In the parliamentary elections of 1949, the pro-government parties triumphed. However, the unity between right-wing parties and radicals and socialists did not last long. Radicals were unhappy with the economic policies of the right-wing Finance Minister, Jorge Alessandri, no matter how successful they were in controlling inflation. When a protest by government employees broke out in 1950, the radicals immediately declared their support for the protesters' demands.
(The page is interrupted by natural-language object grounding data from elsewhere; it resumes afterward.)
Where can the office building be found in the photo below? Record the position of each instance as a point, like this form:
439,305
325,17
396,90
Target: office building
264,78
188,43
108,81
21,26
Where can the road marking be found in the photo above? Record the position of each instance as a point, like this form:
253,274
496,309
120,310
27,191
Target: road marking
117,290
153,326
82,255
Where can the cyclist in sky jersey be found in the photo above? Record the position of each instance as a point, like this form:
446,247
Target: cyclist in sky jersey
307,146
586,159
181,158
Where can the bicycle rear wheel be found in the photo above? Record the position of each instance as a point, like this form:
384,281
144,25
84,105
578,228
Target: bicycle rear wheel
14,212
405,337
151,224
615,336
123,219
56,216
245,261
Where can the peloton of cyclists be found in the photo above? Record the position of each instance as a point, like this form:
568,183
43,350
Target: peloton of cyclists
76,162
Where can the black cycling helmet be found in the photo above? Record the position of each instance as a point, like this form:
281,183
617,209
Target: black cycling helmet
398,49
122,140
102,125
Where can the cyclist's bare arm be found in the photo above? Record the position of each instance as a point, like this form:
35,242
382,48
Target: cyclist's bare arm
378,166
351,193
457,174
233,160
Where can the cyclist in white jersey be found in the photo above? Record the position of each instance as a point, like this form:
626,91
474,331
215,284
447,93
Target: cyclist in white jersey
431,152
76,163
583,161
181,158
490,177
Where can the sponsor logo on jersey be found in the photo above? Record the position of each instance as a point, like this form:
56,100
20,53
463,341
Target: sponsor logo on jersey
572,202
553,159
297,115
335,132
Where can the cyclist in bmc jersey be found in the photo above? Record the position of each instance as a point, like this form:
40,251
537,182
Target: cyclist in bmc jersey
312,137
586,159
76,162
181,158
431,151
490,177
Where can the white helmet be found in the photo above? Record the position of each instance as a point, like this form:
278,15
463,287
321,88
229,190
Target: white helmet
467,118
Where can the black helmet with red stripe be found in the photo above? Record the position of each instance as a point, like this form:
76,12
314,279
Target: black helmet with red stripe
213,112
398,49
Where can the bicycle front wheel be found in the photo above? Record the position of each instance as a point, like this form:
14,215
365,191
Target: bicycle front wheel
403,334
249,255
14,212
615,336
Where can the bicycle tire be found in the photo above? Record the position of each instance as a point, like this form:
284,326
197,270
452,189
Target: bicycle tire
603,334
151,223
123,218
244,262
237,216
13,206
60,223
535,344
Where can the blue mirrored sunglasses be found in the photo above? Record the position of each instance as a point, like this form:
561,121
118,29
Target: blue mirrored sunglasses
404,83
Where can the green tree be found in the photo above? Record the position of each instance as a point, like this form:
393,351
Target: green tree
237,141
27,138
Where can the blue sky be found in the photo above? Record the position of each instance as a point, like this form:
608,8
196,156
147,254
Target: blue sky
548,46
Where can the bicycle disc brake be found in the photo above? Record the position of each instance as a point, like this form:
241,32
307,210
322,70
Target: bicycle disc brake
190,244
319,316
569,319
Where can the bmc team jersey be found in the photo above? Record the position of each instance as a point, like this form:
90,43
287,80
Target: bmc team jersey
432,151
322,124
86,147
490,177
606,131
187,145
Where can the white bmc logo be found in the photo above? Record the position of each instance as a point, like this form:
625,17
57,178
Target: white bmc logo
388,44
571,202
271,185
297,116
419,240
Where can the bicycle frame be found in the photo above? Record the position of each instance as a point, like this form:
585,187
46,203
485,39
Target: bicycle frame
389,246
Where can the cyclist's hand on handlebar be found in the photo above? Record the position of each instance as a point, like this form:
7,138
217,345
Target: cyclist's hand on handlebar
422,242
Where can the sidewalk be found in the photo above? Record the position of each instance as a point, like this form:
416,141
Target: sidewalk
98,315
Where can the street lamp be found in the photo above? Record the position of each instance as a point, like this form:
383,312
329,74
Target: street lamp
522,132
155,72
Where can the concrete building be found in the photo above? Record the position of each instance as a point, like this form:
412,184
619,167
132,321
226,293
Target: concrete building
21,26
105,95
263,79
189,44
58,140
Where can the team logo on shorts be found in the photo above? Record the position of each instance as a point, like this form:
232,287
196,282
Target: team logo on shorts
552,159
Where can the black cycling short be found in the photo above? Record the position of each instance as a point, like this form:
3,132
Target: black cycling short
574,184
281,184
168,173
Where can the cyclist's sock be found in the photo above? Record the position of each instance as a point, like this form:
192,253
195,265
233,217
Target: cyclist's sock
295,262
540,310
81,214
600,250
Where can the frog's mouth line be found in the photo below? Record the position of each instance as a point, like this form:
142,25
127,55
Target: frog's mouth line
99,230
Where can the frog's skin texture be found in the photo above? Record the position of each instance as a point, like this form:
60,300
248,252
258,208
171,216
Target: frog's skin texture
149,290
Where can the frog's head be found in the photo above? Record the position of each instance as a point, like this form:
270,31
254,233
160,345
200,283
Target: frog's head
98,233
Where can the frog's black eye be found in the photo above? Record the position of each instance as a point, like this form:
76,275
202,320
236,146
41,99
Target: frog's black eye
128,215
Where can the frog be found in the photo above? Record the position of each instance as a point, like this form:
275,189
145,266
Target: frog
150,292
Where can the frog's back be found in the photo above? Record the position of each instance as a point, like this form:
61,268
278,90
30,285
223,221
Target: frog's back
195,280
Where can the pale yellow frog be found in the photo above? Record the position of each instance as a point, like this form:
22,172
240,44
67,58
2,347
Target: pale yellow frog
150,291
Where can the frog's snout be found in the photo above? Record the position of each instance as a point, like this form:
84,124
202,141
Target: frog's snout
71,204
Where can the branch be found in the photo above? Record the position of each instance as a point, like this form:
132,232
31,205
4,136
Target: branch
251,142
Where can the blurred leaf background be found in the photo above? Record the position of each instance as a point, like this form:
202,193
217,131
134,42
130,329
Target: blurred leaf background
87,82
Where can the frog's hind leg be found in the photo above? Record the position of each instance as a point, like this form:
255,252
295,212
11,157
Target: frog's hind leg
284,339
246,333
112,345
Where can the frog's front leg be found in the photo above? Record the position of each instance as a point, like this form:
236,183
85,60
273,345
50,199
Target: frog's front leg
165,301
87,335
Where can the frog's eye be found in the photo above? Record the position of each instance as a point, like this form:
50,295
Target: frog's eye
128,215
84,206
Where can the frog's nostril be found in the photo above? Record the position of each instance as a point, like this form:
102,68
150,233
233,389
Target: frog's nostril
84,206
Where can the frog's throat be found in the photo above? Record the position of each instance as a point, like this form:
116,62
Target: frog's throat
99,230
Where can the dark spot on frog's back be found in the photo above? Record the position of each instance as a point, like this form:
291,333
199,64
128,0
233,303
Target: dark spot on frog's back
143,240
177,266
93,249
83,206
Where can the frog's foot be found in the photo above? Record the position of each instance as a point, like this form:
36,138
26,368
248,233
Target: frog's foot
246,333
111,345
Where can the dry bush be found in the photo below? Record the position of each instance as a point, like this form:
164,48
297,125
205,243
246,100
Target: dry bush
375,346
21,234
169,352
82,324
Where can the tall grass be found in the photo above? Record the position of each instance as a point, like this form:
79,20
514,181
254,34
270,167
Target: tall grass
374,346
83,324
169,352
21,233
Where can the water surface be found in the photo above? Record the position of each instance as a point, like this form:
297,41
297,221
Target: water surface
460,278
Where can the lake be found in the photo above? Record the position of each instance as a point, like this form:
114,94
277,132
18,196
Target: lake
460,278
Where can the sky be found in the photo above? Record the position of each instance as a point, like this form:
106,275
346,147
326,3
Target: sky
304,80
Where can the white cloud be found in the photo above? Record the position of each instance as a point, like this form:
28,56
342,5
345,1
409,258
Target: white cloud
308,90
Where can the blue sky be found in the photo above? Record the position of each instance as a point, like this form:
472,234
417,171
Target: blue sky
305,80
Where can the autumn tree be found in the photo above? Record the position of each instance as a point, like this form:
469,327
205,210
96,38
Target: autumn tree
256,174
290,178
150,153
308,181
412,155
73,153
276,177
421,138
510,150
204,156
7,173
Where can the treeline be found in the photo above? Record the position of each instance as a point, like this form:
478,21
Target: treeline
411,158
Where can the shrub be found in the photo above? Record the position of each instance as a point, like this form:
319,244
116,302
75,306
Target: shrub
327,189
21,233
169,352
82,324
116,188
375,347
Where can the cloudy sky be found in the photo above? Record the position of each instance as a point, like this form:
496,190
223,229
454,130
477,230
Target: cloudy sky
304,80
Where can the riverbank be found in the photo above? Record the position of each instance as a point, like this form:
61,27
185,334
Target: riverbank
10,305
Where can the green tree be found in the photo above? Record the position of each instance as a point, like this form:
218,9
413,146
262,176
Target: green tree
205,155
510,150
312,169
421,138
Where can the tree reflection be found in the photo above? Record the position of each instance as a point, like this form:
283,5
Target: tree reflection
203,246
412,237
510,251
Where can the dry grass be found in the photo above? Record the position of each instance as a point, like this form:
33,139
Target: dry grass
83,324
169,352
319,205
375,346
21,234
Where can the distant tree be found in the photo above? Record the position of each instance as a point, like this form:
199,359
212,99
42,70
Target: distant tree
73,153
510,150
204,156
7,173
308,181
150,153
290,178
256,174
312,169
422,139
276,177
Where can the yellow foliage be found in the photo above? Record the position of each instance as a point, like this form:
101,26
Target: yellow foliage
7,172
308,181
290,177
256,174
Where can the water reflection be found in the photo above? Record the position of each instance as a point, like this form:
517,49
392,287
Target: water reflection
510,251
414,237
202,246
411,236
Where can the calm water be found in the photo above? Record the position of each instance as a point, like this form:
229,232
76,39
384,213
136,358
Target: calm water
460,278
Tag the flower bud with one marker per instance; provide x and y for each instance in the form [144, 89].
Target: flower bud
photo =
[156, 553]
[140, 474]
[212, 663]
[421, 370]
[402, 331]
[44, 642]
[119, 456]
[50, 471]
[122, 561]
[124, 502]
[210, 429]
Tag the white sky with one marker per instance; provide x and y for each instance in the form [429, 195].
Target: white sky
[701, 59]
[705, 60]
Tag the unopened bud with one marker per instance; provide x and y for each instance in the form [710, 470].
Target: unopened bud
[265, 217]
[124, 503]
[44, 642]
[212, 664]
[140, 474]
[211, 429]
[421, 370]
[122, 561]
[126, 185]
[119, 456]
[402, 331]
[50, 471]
The right-wingers responded by resigning from González's cabinet.

By losing the liberal and conservative support, González lost the pro-government majority in Congress. He was of course unable to achieve much thereafter, but he did manage to do significant improvements for women's rights. González's cabinet had the first woman minister, he appointed the first woman ambassador, and created the Oficina de la Mujer.

Despite this political, social and economical instability, González's government did manage some important successes, including the complete integration of women to political life, the remodeling of the city of La Serena, the development of an Antarctic policy with the creation of the Antártica Chilena Province — González was the first chief of state of any nation to visit Antarctica, and the Gonzalez Videla Antarctic Base was named after him — and the determination along with Peru and Ecuador of the 200 nmi of the Exclusive Economic Zone.